From the Taj Mahal to Westminster Abbey: Notes from a Gold Investor

image001I recently returned from India, a nation where an incredible 600 million people are under the age of 25. That’s nearly double the entire population of the U.S.!

What’s amazing about that figure is that, unlike the 1970s when India had no global footprint, today’s generation is increasingly gaining access to the Internet.

Social networking platforms are seeing an incredible growth trajectory in India, as one of the fastest growing markets. In fact, by 2016, the country is set to be Facebook’s largest population in the world, according to the BBC.

While Forbes India reports that there are only 137 million users in India, with the growing population and rising wealth, we expect this number to grow substantially.

I believe this connectivity changes the growth pattern for commodities. Like I told Kitco’s Daniela Cambone at the Metals & Minerals Investment Conference in San Francisco, this population carries on its love of gold. Mineweb reports that about 1 million couples will marry this wedding season, with around 33,000 weddings taking place on November 19 alone.

Gold traditionally accompanies these events, and a typical gift is “a pendant, earrings or a ring, weighing 5-10 grams depending on financial circumstances.

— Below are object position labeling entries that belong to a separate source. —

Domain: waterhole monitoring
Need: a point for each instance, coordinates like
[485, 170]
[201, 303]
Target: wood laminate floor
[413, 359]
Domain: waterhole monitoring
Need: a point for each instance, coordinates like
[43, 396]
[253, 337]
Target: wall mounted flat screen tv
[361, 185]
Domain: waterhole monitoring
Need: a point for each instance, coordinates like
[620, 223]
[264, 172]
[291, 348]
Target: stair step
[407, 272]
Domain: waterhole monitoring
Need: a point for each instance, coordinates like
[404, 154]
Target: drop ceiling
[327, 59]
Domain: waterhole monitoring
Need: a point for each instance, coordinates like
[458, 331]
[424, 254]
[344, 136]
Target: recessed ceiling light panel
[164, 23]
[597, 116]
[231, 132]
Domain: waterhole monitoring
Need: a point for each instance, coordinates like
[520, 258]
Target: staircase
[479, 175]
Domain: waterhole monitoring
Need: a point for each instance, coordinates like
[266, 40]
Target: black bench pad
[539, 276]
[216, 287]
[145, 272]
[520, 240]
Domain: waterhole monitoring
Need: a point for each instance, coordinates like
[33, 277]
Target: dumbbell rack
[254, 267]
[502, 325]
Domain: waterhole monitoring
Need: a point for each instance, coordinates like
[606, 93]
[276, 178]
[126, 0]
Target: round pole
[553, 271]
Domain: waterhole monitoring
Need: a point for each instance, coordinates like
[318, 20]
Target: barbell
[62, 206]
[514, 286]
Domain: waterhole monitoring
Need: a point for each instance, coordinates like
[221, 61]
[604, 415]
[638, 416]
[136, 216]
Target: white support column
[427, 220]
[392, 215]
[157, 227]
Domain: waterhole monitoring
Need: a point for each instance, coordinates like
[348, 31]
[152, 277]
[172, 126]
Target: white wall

Parents of the bride generally give heavier items like a necklace or bangles weighing 50 grams or more,” according to Mineweb.

Still, to help manage expectations, investors should anticipate a short-term headwind for the precious metal as India’s GDP per capita has stalled. The World Bank estimated India to grow 6.1 percent this year, but lowered its forecast to 4.7 percent due to a slowdown in manufacturing and investment.

The long-term picture looks positive though. While India grew at 4.8 percent in the third quarter, the finance ministry is confident the country can return to its “high-growth plan.” It projects the economy to pick up, accelerating to around 6 percent in the next fiscal year and about 8 percent in another two years, says The Wall Street Journal.

India’s growing GDP is very important to gold’s rise, especially when it comes to the Love Trade, where about 50 percent of the world’s population buys gold out of love. The math shows that an increasing GDP per capita in this part of the world has historically been linked to the rising price of gold.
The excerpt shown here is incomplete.